There are many things to dislike about Trump. But his preference for saying the ugly truth in plain, easily understood English rather than hiding behind academic gobbledygook, weasel words, misleading titles, or euphemisms is not one of them. Calling a thing what it really is and not sanitizing it to sound harmless is a good thing. The more people understand that the military is in the killing business and not the ‘defense’ business, the better.
Well, if the Nation State requires all those atrocities, maybe we should get rid of it and live in a Country…porous boarders, neighborly relations, w/o animosities and with mutual benefits?
Agreed. Another mask ripped off by Trump, inadvertently.
The fig leaf is off, we do wars for profit, we do death for dollars.
Parting shot of the old War Dept was incinerating half a million civilians, mostly women and children, in 1945 while Japan and Germany had pretty much stopped fighting, and we bombed 50 cities to, well, terrorize them into unconditional surrender. Adding to current losses, Biden’s legacy good-bye gift was/is the hopeless war in Ukraine. Trump can’t do worse. And I agree, our defense industry took Eisenhower’s warning as a blueprint, and the well-paid-off congress has been happy to keep giving them a trillion/year to fund their re-elections. Their system works!

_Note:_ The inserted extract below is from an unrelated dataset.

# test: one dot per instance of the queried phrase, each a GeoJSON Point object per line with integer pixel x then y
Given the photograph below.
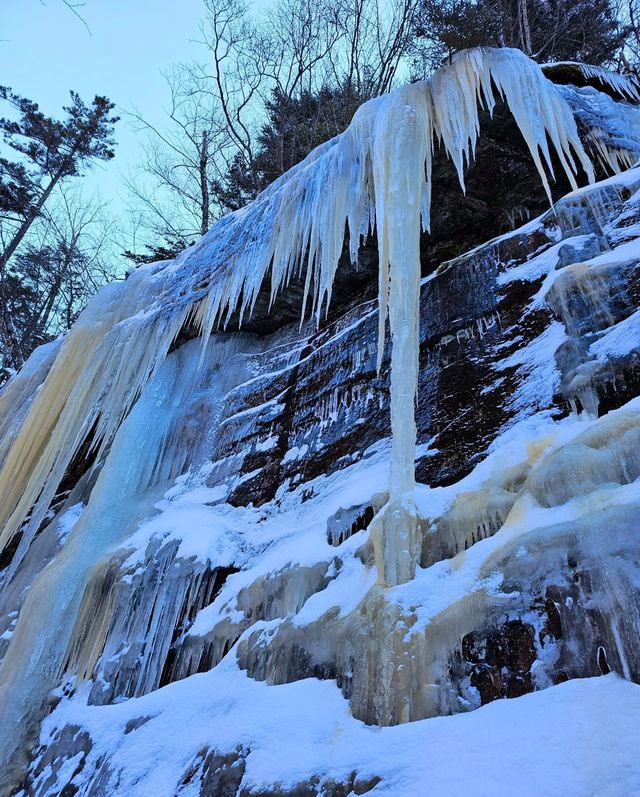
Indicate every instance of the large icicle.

Mr. Astore is not the only one “more than worried”. To make matters worse, the Idiot Emperor has shown clear signs of cognitive decline and even mental illness. The “liberal media” cover for him, as they did for Genocide Joe. To think of the lawless, corrupt and incompetent buffoons in control of nuclear weapons is more than worrisome indeed.

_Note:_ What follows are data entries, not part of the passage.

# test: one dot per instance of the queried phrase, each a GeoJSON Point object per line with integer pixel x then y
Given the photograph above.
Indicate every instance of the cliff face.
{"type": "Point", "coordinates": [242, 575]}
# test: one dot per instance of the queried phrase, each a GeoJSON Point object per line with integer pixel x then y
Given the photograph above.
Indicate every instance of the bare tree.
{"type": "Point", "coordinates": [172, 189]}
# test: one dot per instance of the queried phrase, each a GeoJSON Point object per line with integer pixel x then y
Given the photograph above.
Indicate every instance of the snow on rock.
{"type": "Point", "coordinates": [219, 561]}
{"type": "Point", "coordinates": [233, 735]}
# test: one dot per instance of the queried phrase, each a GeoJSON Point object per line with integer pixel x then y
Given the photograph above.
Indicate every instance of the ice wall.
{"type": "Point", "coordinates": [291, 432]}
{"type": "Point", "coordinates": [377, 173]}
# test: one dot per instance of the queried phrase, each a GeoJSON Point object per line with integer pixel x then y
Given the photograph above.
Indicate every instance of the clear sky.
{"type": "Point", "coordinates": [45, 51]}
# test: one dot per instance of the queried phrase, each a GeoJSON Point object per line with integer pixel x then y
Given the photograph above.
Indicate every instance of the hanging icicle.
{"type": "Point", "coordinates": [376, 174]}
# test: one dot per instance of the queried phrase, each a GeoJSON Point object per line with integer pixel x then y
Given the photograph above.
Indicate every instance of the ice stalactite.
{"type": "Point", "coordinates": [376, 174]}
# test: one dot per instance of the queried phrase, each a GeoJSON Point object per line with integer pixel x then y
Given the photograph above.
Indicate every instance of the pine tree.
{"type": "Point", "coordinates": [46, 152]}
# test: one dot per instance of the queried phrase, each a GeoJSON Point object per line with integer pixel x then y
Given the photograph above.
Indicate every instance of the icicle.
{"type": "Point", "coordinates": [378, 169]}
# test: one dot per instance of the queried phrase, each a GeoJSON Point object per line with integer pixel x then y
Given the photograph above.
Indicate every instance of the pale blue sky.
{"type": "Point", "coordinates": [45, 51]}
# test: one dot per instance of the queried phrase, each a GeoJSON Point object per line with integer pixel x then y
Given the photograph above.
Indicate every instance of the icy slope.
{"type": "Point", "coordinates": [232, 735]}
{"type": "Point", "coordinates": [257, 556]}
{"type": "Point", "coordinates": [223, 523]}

Nixon said that when the president does it, that means it’s not illegal. The constitution and the law does not apply to the “too big to fail” banks and financial oligarchy, war criminals etc. The law and taxes are only to beat down us “little people”.

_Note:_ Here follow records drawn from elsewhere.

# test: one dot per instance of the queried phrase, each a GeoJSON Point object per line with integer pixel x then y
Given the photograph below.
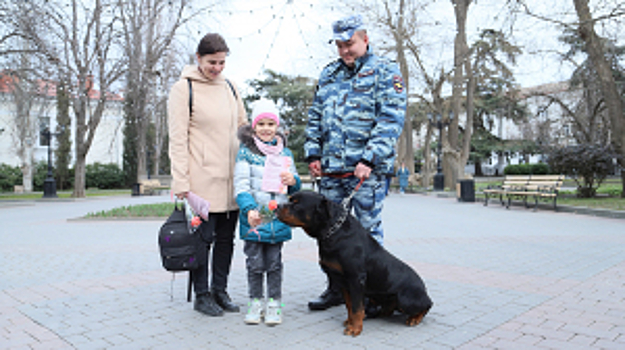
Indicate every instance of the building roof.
{"type": "Point", "coordinates": [48, 87]}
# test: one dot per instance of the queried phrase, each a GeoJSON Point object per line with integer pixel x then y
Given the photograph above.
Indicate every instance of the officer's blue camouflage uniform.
{"type": "Point", "coordinates": [356, 116]}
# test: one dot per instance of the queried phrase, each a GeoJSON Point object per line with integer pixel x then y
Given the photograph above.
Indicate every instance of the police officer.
{"type": "Point", "coordinates": [353, 125]}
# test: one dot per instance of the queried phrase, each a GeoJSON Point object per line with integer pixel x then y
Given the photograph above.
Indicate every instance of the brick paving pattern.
{"type": "Point", "coordinates": [499, 279]}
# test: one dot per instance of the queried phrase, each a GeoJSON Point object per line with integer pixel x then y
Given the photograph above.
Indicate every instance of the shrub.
{"type": "Point", "coordinates": [104, 176]}
{"type": "Point", "coordinates": [527, 169]}
{"type": "Point", "coordinates": [587, 164]}
{"type": "Point", "coordinates": [39, 175]}
{"type": "Point", "coordinates": [9, 177]}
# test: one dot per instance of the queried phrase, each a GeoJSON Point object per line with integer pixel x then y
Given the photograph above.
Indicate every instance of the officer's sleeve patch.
{"type": "Point", "coordinates": [398, 83]}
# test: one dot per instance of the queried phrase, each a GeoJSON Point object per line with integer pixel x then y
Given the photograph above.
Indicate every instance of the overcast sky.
{"type": "Point", "coordinates": [291, 36]}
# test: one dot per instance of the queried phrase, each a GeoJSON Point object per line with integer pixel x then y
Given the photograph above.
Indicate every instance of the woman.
{"type": "Point", "coordinates": [205, 111]}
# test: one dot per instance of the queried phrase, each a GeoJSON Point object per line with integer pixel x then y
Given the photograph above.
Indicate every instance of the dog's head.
{"type": "Point", "coordinates": [308, 210]}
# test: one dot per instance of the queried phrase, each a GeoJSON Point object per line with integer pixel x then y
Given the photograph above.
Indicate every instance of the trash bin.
{"type": "Point", "coordinates": [136, 189]}
{"type": "Point", "coordinates": [465, 190]}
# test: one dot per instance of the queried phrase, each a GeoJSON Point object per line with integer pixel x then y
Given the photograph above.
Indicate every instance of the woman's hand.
{"type": "Point", "coordinates": [287, 178]}
{"type": "Point", "coordinates": [253, 217]}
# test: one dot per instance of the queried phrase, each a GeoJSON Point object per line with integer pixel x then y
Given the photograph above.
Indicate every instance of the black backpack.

Nixon and Kissinger willfully kept Congress in the dark when they ordered the carpet-bombing of Laos and Cambodia. Several impeachable high crimes were committed, yet neither one was held to account. I hate to say it, but Nixon was right. We have been on the slippery slope ever since and now we have taken the lawlessness and corruption to new levels.
Funding, supporting and enabling Genocide, provoking wars, destroying the domestic economy…hard not to be “more than worried”. It looks like other US folk agree and record numbers are becoming expats and moving abroad.
Moving abroad probably won’t help in a nuclear exchange. According to Annie Jacobsen’s book Nuclear War: A Scenario, within 72 MINUTES we’d experience a 100 square mile fireball, followed by tornados and hurricanes, followed by radiation which will be followed by starvation through a nuclear Winter. 72 minutes, friends.